Hi,
Thank you for your enquiry.
In my experience, AVI files are not best suited for streaming purposes and the entire file must be pulled from CD-ROM before the media player can show the first frame, hence the delay you are experiencing.
You also state that you are using AVI files to ensure that your end-user does not need to install additional software to view the file, but this is a potentially flawed strategy. As you may be aware, AVI files are encoded and decoded using algorithms (more commonly known as codecs). You have obviously used one of the codecs installed on your system to encode the original video file, but are you certain that this is a standard AVI codec supplied with all versions of Windows? For example, many screen capture utilities (such as Techsmith's Camtasia -
www.techsmith.com) use their own proprietary codec to create high-quality, but heavily-compressed, video, but unless your end-user has installed this same codec, they will be unable to view your videos.
A much better solution would be to use standard MPEG-1 video files. These should stream much more effectively from CD-ROM and can be viewed by all Windows users without additional software (as the Microsoft MPEG-1 decoder has been included in all versions of Windows since Windows 95). The only downside with MPEG-1 video is that the file sizes will be much larger than the same video in AVI format.

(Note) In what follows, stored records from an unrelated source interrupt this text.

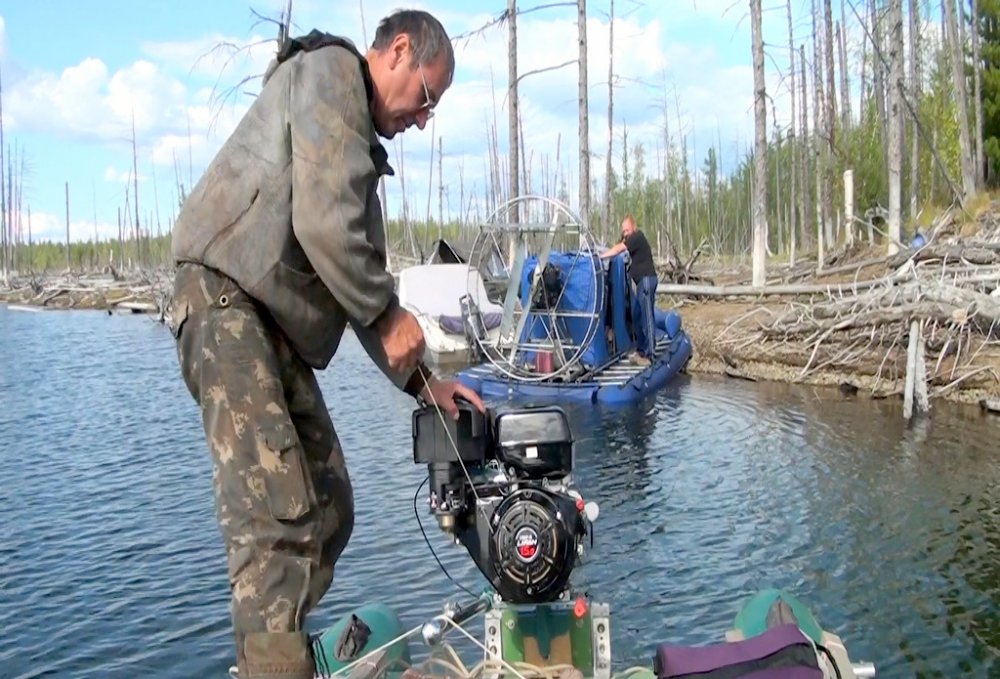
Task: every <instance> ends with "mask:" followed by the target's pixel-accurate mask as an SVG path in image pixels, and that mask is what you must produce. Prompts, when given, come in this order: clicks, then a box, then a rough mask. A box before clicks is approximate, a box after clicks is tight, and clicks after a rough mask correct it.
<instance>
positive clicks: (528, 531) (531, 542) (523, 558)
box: [515, 526, 538, 562]
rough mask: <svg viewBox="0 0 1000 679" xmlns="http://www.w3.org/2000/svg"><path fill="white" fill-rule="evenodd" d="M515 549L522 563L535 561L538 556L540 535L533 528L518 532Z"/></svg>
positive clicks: (516, 535)
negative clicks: (538, 537)
mask: <svg viewBox="0 0 1000 679" xmlns="http://www.w3.org/2000/svg"><path fill="white" fill-rule="evenodd" d="M515 542H516V545H515V548H516V549H517V555H518V556H519V557H520V558H521V560H522V561H526V562H527V561H534V559H535V557H536V556H537V555H538V533H536V532H535V530H534V529H533V528H529V527H527V526H525V527H524V528H522V529H521V530H519V531H517V535H516V536H515Z"/></svg>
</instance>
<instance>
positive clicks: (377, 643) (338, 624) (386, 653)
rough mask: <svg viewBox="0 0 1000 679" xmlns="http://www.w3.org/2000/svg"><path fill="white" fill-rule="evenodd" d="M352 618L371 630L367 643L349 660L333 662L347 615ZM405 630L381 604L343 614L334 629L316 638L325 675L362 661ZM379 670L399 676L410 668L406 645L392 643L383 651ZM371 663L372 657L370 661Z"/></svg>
mask: <svg viewBox="0 0 1000 679" xmlns="http://www.w3.org/2000/svg"><path fill="white" fill-rule="evenodd" d="M352 614H353V615H356V616H357V617H358V619H360V620H361V621H362V622H364V623H365V625H367V626H368V628H369V629H370V630H371V632H370V634H369V636H368V640H367V642H365V644H364V645H363V646H362V647H361V648H360V649H358V650H357V652H355V653H354V654H353V655H352V656H351V657H349V658H340V659H338V658H337V653H336V649H337V641H338V639H340V635H341V634H342V633H343V631H344V629H345V628H346V627H347V626H348V625H349V624H350V622H351V615H352ZM405 631H406V630H404V629H403V625H402V623H401V622H400V620H399V617H398V616H397V615H396V612H395V611H394V610H392V608H390V607H389V606H386V605H385V604H365V605H364V606H361V607H359V608H356V609H354V610H353V611H351V612H350V613H348V614H346V615H345V616H344V617H342V618H341V619H340V620H338V621H337V623H336V624H335V625H333V626H332V627H330V628H329V629H327V630H326V631H325V632H323V634H322V635H321V636H320V639H319V644H320V646H321V647H322V649H323V653H324V655H325V656H326V667H327V668H328V669H329V671H330V672H331V673H332V672H337V671H339V670H341V669H343V668H344V667H346V666H347V665H349V664H351V663H352V662H354V661H355V660H357V659H358V658H361V657H363V656H364V655H365V654H366V653H369V652H371V651H373V650H375V649H377V648H379V647H380V646H383V645H385V644H389V642H391V641H393V639H396V638H397V637H399V636H400V635H402V634H403V633H404V632H405ZM385 651H386V655H385V658H384V661H382V662H383V666H384V667H385V668H386V670H387V671H388V672H393V673H397V674H398V673H399V672H402V671H403V670H404V669H405V668H406V667H408V666H409V665H411V664H412V661H411V660H410V645H409V642H408V641H407V640H406V639H400V640H398V641H395V642H393V643H392V644H391V645H390V646H388V647H387V648H386V649H385ZM372 659H373V660H374V657H373V658H372Z"/></svg>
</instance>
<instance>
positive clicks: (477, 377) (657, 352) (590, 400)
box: [456, 330, 692, 405]
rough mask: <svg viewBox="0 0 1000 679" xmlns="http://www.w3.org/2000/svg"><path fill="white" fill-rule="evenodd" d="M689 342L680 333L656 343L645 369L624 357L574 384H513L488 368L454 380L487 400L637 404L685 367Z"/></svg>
mask: <svg viewBox="0 0 1000 679" xmlns="http://www.w3.org/2000/svg"><path fill="white" fill-rule="evenodd" d="M691 354H692V347H691V340H690V338H689V337H688V335H687V333H685V332H684V331H683V330H677V332H676V334H675V335H674V336H673V337H666V336H665V335H664V336H662V337H661V338H660V340H659V342H657V347H656V358H655V359H654V360H653V361H652V362H651V363H650V364H649V365H648V366H635V365H631V364H630V363H629V360H628V358H627V357H625V356H620V357H618V359H617V360H615V361H614V362H612V363H611V364H609V365H608V366H605V367H603V368H601V369H599V370H597V371H595V374H594V376H593V377H592V378H589V379H585V380H581V381H577V382H560V381H555V380H549V381H538V382H530V381H523V380H515V379H513V378H511V377H509V376H507V375H504V374H503V373H502V372H500V371H499V370H497V368H495V367H494V366H491V365H489V364H482V365H477V366H473V367H470V368H467V369H465V370H461V371H459V372H458V374H457V375H456V379H457V380H458V381H460V382H461V383H462V384H464V385H465V386H467V387H469V388H470V389H472V390H473V391H475V392H476V393H477V394H478V395H479V397H480V398H482V399H489V400H512V401H515V400H530V401H533V402H536V403H537V402H539V401H552V402H565V401H570V402H580V403H600V404H609V405H611V404H623V403H631V402H633V401H637V400H640V399H642V398H645V397H646V396H648V395H650V394H652V393H654V392H656V391H657V390H659V389H662V388H663V387H664V386H666V385H667V384H668V383H669V382H670V381H671V380H673V379H674V378H675V377H676V376H677V375H678V374H679V373H680V372H682V371H683V370H684V368H685V367H686V366H687V363H688V361H689V360H690V359H691Z"/></svg>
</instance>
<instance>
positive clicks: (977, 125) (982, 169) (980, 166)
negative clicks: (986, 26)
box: [970, 0, 986, 187]
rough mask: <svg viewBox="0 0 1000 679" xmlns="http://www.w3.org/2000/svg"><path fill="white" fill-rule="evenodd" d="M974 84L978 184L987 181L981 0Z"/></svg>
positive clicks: (972, 64)
mask: <svg viewBox="0 0 1000 679" xmlns="http://www.w3.org/2000/svg"><path fill="white" fill-rule="evenodd" d="M970 23H971V28H970V31H971V33H972V83H973V84H972V86H973V101H974V102H975V114H976V149H975V157H976V161H975V167H976V186H980V187H981V186H982V185H983V182H984V181H985V177H984V174H985V172H984V170H985V165H986V162H985V158H984V155H983V154H984V151H983V62H982V57H981V55H980V47H979V0H972V21H971V22H970Z"/></svg>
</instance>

The black screen you are seeing when the page displayed is the video overlay onto which Media Player 'projects' the video data. If you wish to eliminate this, simply open the properties of the video object, select
Change under the Video Type options and set the video mode to
Rendered. This will allow Opus to use Media Player as a frameserver and treat each frame of the video as a separate image, which should ensure instant playback.